More growing pains at BWI

Popular airport: Lack of parking, too few gates for planes could stall future air traffic growth.

February 20, 2000

THE POPULARITY of Baltimore-Washington International Airport, the nation's second fastest-growing air terminal, has created some unexpected headaches -- too few parking spaces and not enough gates for airplanes.

Fixing those problems could require rapid action by a normally slow-moving state government.

BWI is booming. Officials expected to handle a record 15.9 million passengers last year but instead saw 17.4 million travelers.

But rapid growth means BWI is "stretching the limits of its capacity," according to new executive director David L. Blackshear.

Over the Christmas holiday, Mr. Blackshear had to scramble to create enough temporary space so that 21,000 cars could be parked in lots that have only 16,000 permanent spaces. He is also rushing to create more gates to handle carriers eager to expand.

Southwest Airlines, the airport's most popular carrier, is building 10 new gates, which will be filled to capacity "on the day they open," Mr. Blackshear predicts. International flights, the one weak spot for the airport, could start to pick up with the expected arrival later this year of Aer Lingus, offering flights to Limerick and Dublin, Ireland. This could be a lucrative addition. A daily nonstop flight from BWI to London, for instance, brings the airport and Maryland an annual economic payoff of $220 million.

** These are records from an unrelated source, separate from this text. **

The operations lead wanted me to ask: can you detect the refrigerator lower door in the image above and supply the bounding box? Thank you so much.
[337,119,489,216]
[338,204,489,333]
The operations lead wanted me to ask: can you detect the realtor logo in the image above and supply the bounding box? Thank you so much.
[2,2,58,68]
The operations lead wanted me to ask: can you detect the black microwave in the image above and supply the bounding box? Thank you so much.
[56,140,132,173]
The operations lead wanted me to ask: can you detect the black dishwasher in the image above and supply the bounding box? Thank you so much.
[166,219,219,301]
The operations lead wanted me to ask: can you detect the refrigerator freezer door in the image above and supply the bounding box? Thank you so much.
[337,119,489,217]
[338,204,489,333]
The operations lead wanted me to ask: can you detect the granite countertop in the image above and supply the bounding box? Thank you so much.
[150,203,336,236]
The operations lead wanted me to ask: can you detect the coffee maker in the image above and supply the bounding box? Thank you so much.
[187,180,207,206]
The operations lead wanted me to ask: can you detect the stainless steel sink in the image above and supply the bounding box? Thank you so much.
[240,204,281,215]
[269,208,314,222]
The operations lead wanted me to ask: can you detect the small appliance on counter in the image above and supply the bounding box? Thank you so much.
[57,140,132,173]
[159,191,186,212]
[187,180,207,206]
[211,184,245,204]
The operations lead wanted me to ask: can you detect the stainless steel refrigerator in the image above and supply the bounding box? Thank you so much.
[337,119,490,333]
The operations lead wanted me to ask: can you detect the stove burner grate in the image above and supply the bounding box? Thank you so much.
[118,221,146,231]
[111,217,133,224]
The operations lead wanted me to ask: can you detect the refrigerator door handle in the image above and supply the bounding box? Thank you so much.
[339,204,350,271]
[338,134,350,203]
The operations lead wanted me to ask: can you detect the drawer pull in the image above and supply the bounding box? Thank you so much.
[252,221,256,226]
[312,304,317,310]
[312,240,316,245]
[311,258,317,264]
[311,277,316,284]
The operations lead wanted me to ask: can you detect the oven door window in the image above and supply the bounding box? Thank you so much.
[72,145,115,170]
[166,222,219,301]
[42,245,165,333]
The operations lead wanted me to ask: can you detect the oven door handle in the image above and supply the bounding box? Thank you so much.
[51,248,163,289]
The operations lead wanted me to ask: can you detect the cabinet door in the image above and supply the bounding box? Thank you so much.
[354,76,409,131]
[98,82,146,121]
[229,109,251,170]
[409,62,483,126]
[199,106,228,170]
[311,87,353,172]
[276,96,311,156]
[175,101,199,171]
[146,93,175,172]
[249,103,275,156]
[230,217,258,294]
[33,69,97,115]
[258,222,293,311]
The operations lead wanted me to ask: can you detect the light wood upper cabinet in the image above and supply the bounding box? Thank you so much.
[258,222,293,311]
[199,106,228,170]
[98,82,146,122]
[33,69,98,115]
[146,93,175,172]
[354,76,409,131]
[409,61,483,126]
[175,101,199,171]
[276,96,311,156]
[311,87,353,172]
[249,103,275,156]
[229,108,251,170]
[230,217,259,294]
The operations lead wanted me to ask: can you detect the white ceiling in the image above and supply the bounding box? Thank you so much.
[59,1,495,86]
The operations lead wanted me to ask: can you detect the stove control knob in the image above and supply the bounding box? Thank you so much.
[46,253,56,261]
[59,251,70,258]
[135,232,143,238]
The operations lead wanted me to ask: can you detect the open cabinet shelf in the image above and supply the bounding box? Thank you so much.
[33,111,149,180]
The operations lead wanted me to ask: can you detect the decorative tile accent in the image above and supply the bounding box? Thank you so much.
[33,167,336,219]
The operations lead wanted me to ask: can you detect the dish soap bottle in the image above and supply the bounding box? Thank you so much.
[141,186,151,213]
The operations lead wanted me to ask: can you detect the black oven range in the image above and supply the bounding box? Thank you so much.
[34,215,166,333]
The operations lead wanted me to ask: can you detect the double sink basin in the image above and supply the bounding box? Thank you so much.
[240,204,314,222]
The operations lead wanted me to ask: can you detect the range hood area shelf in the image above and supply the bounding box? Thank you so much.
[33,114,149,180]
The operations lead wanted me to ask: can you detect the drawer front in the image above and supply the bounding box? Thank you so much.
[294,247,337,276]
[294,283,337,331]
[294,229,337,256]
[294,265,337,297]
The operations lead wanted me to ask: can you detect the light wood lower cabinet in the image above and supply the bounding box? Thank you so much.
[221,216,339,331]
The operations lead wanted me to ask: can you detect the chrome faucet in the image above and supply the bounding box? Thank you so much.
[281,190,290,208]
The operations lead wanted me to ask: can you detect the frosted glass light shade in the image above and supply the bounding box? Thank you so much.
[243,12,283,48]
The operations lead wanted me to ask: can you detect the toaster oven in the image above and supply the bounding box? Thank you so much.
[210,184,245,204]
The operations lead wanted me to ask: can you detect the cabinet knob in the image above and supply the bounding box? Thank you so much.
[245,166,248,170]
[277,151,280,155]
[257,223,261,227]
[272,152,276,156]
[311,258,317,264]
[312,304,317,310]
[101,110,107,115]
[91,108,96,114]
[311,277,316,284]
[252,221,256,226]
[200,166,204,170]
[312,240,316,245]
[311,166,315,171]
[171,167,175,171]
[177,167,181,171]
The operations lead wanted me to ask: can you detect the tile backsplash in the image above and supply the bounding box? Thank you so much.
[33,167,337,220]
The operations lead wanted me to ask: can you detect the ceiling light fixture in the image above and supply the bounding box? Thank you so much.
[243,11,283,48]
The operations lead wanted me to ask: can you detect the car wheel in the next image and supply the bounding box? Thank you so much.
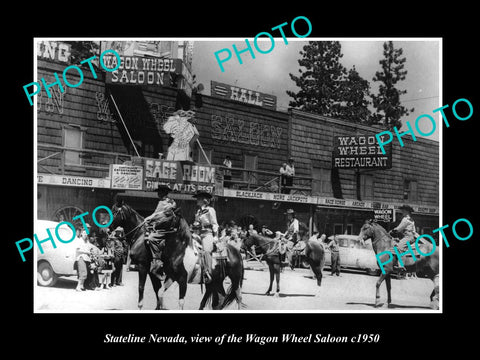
[37,261,58,287]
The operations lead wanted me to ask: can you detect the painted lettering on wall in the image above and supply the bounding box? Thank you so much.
[211,114,282,149]
[38,86,66,114]
[95,92,114,122]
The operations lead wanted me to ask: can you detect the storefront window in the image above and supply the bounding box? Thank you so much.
[360,174,374,200]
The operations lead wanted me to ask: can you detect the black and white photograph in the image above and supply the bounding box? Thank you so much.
[32,38,442,312]
[7,8,478,354]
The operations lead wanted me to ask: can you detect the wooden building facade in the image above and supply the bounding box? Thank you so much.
[36,50,439,238]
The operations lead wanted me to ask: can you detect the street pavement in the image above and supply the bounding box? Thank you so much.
[34,264,435,312]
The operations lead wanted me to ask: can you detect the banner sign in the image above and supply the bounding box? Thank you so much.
[222,189,317,204]
[37,174,110,188]
[210,81,277,110]
[373,209,395,222]
[332,135,392,169]
[103,55,183,86]
[141,158,216,194]
[110,164,143,190]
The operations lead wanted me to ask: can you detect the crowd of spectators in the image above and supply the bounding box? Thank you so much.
[74,224,128,292]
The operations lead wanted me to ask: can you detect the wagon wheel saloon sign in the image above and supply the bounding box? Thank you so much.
[332,135,393,169]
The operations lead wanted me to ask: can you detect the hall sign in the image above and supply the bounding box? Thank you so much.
[142,158,216,194]
[210,81,277,110]
[332,135,392,169]
[103,55,183,86]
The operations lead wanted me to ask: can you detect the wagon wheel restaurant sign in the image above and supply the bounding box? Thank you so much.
[102,54,183,87]
[332,135,393,169]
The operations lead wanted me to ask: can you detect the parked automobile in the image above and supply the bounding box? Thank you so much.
[36,220,79,286]
[323,234,380,276]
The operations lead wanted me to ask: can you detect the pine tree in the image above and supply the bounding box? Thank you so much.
[371,41,414,129]
[287,41,347,117]
[337,65,372,123]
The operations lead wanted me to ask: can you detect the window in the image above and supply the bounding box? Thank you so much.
[63,127,83,165]
[197,148,213,164]
[334,224,343,235]
[360,174,374,200]
[311,167,332,196]
[243,154,258,185]
[403,179,418,201]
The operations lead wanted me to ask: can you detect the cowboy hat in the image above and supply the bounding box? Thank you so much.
[284,208,295,214]
[193,191,213,200]
[398,205,414,213]
[156,184,171,195]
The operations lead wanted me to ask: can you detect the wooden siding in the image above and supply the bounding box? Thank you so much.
[289,109,439,207]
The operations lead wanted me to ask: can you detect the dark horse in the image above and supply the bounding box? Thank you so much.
[110,199,243,310]
[243,223,324,297]
[358,220,439,309]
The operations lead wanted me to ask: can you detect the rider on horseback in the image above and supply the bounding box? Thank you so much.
[389,205,420,271]
[144,184,177,276]
[194,191,218,284]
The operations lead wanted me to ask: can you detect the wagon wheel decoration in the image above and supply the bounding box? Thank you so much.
[53,206,88,228]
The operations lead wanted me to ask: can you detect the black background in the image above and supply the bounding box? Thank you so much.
[6,4,477,356]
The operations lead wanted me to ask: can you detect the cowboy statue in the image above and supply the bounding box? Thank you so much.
[193,191,218,284]
[389,204,420,270]
[144,184,178,277]
[284,208,300,270]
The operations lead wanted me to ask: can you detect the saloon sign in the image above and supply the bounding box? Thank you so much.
[102,54,183,86]
[210,81,277,110]
[332,135,392,169]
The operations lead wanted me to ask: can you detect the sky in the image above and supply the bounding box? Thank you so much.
[191,38,441,141]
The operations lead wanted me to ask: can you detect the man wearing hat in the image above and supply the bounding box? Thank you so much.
[284,208,299,270]
[391,205,419,269]
[110,226,126,287]
[194,191,218,284]
[144,185,177,277]
[144,185,177,227]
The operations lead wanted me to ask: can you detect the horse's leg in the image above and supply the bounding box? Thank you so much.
[274,263,281,297]
[157,277,175,310]
[375,273,386,307]
[177,271,188,310]
[266,262,274,295]
[385,275,392,306]
[137,263,148,310]
[199,285,212,310]
[149,273,163,310]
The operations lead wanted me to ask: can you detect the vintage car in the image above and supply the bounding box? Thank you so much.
[323,234,380,275]
[36,220,79,286]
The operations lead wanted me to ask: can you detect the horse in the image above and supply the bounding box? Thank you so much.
[243,232,284,296]
[110,199,243,310]
[242,223,324,296]
[358,220,440,309]
[303,235,325,287]
[109,199,195,310]
[198,241,244,310]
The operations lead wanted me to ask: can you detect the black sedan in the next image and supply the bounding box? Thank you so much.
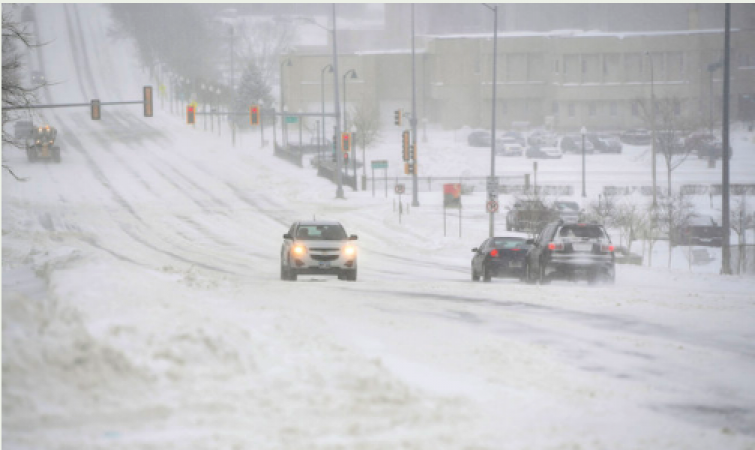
[471,234,530,282]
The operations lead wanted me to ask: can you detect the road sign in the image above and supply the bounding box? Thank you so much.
[395,184,405,194]
[371,160,388,169]
[486,200,499,213]
[285,116,298,124]
[486,176,499,194]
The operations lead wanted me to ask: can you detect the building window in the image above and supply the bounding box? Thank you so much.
[554,59,559,74]
[582,58,587,74]
[674,100,681,116]
[568,102,576,117]
[552,101,559,115]
[632,102,639,117]
[501,101,507,116]
[589,102,597,117]
[610,102,618,117]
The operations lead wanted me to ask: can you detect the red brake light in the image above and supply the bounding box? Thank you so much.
[548,242,564,251]
[511,248,520,251]
[601,244,615,252]
[490,249,499,257]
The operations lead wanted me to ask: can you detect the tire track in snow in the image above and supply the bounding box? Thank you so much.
[61,4,91,100]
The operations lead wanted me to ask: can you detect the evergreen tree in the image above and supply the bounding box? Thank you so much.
[232,60,271,128]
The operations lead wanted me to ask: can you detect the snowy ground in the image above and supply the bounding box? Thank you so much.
[3,4,755,450]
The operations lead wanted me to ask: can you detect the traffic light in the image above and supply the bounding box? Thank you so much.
[91,99,101,120]
[343,152,349,164]
[186,106,195,124]
[341,132,352,153]
[250,105,260,125]
[394,109,402,126]
[143,86,153,117]
[402,130,410,161]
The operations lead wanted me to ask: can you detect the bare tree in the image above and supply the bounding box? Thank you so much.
[633,95,699,195]
[730,195,754,274]
[233,16,296,94]
[585,193,618,226]
[2,10,41,181]
[614,200,648,252]
[350,99,381,153]
[659,193,696,268]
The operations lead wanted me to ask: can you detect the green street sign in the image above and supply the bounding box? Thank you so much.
[285,116,298,124]
[371,160,388,169]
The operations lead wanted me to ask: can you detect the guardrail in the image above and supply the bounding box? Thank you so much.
[273,143,303,167]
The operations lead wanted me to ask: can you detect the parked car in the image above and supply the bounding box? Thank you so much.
[524,221,616,284]
[526,144,563,159]
[281,221,358,281]
[467,130,492,147]
[471,234,531,282]
[684,132,731,160]
[495,137,524,156]
[506,200,558,232]
[620,129,652,146]
[30,70,45,85]
[559,135,595,154]
[670,216,723,247]
[552,200,581,223]
[501,131,526,147]
[527,130,558,147]
[614,246,643,265]
[587,134,623,153]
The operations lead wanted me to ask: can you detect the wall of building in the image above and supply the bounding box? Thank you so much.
[283,28,755,134]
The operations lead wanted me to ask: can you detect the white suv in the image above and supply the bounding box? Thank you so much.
[281,221,358,281]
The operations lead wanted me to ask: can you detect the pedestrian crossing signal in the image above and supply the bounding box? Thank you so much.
[186,106,195,124]
[250,105,259,125]
[394,109,402,126]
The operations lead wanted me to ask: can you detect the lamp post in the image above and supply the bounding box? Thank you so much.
[331,5,344,199]
[581,126,587,198]
[483,3,498,236]
[321,64,333,151]
[280,58,292,147]
[342,69,357,132]
[645,52,657,208]
[216,88,222,137]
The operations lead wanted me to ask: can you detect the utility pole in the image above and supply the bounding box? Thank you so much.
[483,3,498,237]
[722,3,732,274]
[411,4,419,207]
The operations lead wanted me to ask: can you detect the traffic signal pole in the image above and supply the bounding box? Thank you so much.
[410,4,419,207]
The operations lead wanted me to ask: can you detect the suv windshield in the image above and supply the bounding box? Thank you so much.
[296,224,347,240]
[558,225,606,239]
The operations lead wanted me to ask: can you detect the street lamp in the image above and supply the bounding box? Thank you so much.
[483,3,498,237]
[342,69,357,132]
[645,51,657,208]
[280,57,292,147]
[581,126,587,198]
[321,64,333,151]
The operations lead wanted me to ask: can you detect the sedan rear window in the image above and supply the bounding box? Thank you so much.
[492,237,527,248]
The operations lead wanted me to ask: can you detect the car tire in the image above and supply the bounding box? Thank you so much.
[280,260,287,280]
[482,265,492,282]
[346,269,357,281]
[52,146,61,163]
[538,262,551,285]
[524,263,536,284]
[26,147,35,162]
[471,266,480,282]
[289,269,298,281]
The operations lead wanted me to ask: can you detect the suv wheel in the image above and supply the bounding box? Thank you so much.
[346,269,357,281]
[538,262,551,285]
[471,266,480,282]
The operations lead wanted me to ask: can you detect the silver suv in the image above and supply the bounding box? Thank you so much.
[281,221,358,281]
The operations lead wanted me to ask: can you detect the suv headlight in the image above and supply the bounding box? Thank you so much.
[342,245,356,257]
[292,244,306,256]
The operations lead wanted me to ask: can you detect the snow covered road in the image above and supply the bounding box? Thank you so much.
[3,4,755,450]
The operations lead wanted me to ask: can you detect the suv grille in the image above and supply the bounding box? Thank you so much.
[311,255,339,262]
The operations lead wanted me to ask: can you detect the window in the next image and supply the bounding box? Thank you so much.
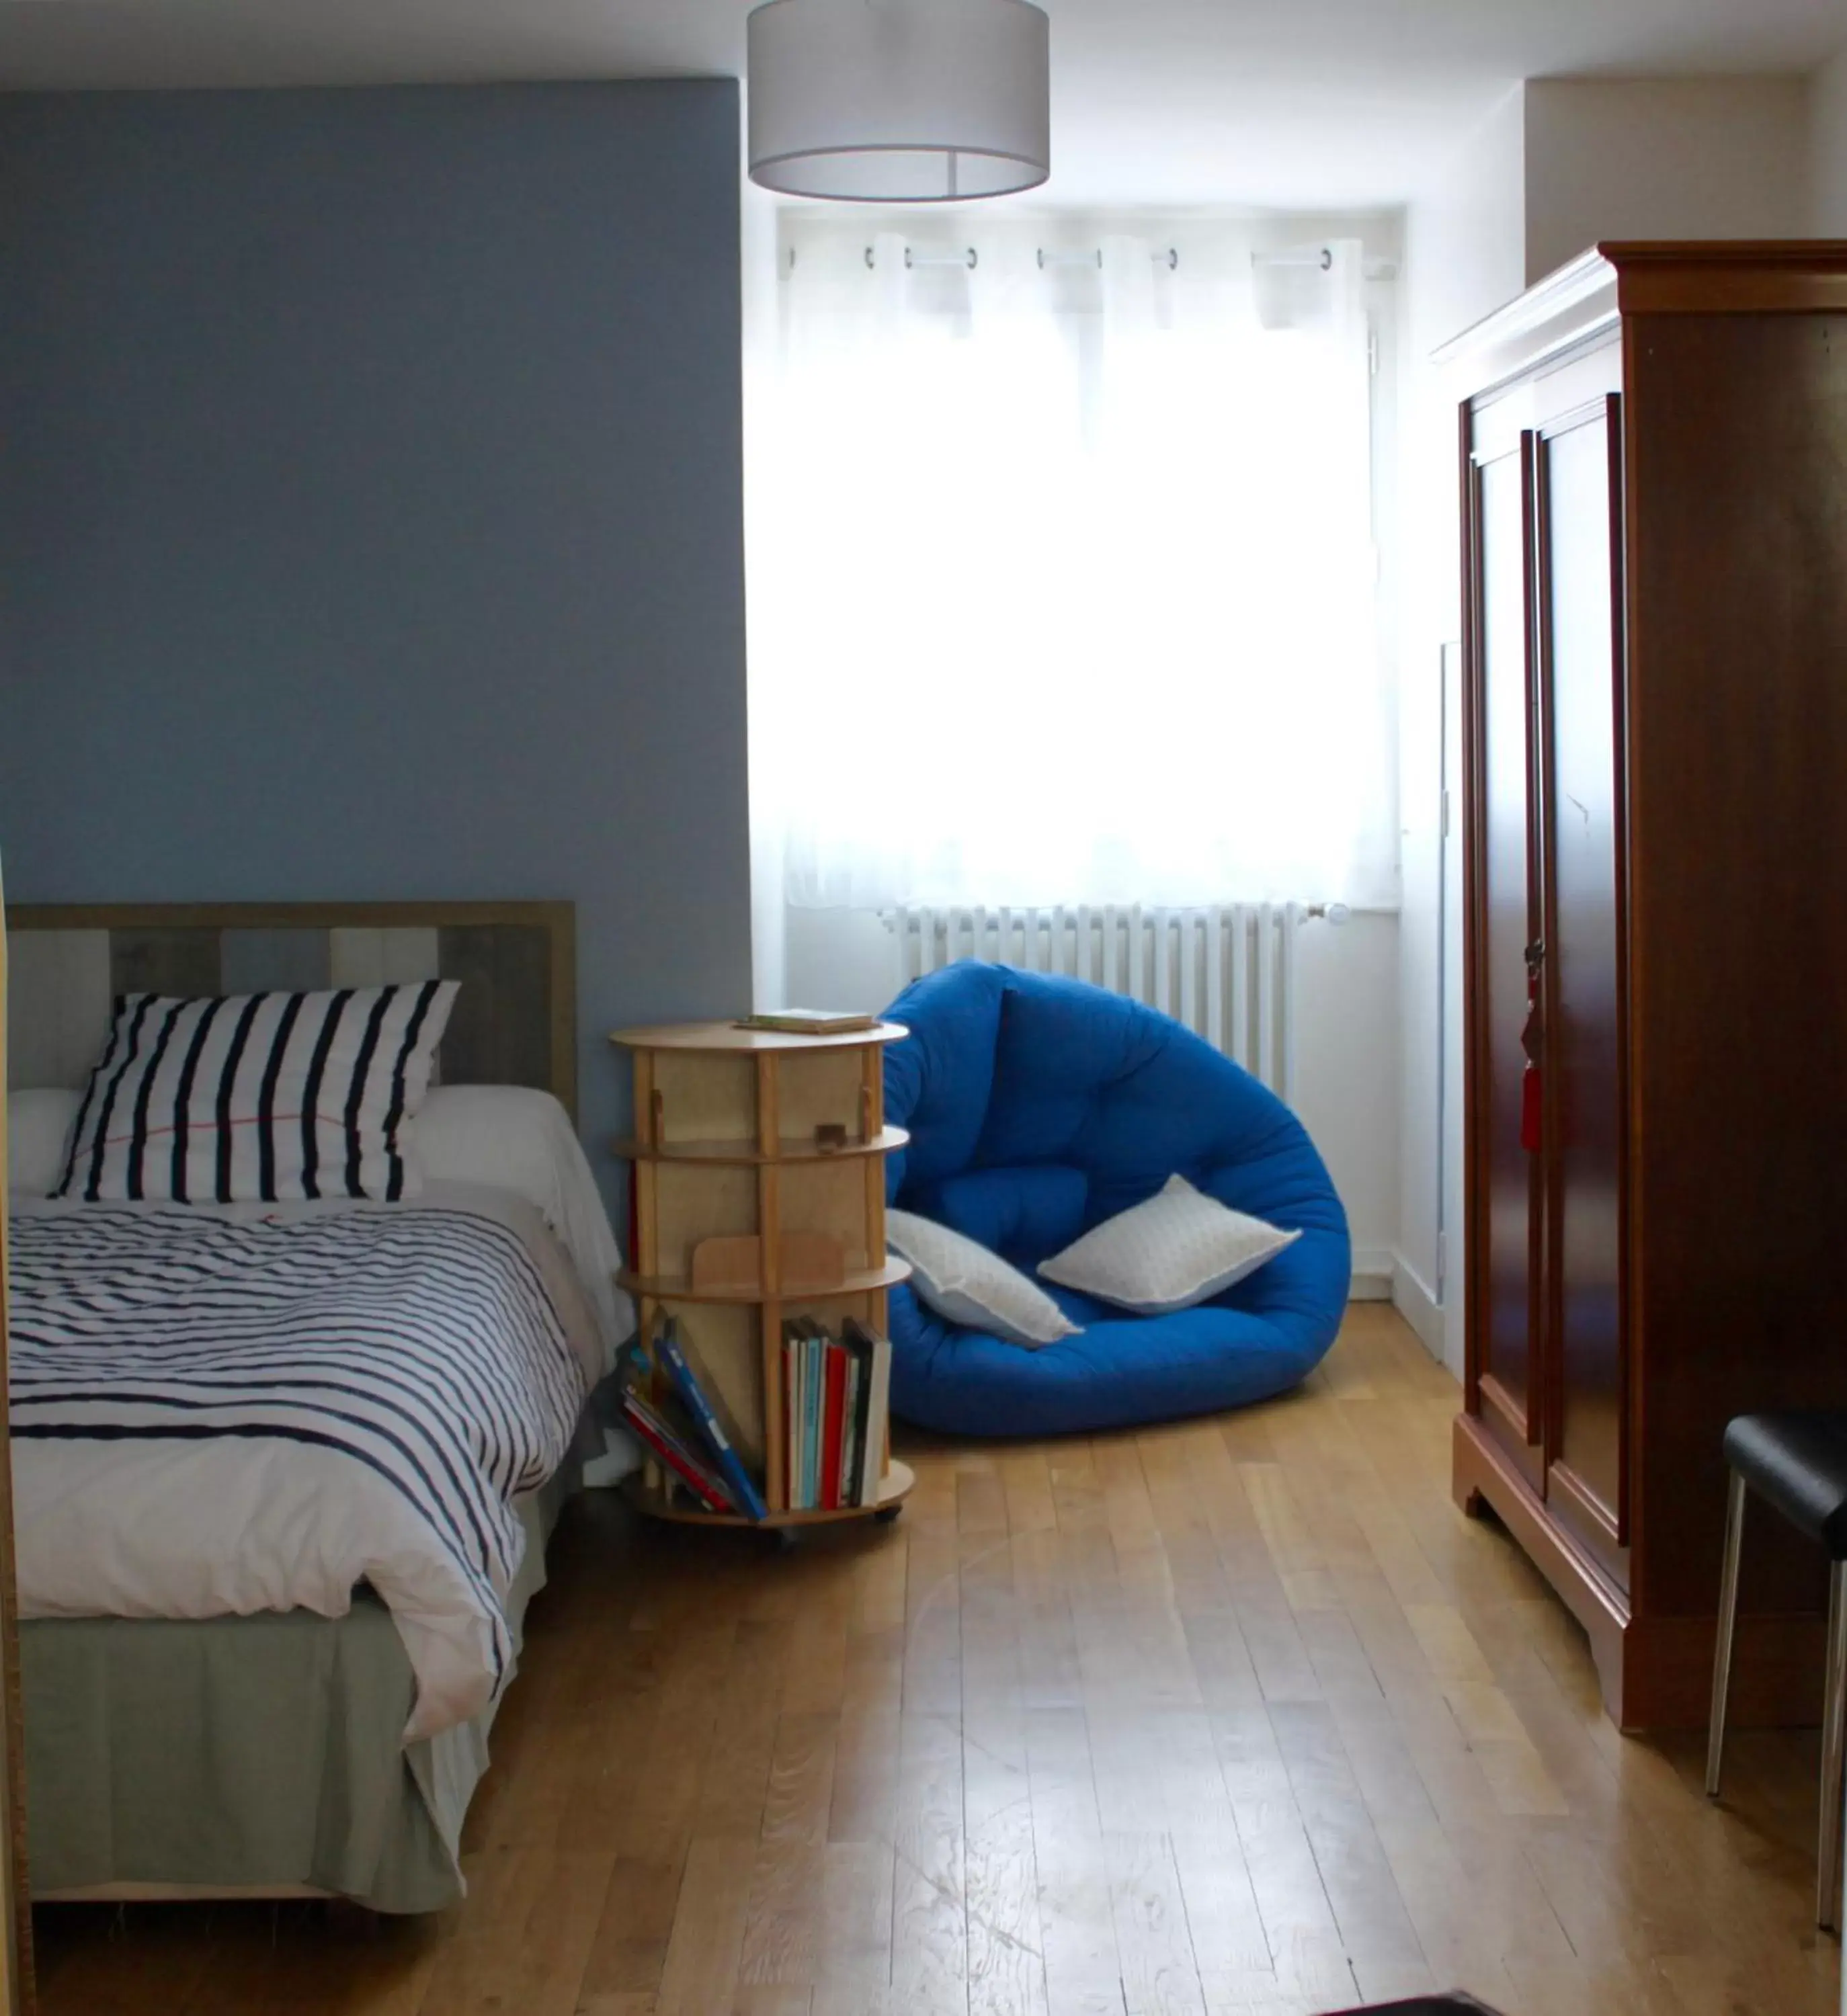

Indeed, BWI is a huge economic engine. Air traffic in 1998 supported jobs for nearly 75,000 Marylanders and generated $5.3 billion in economic activity. The airport spurred $619 million in state and local tax revenue.

That's why state leaders must put expansion projects at BWI on a fast construction track. The airport cannot afford lengthy delays. State lawmakers should support expedited efforts to build new parking garages. And if BWI officials can come up with a solid, long-range strategic plan, legislators should back moves to dramatically increase the number of departure gates. BWI's popularity could be seriously undermined without aggressive expansion of overloaded facilities. The governor and legislative leaders should make BWI expansion a top priority.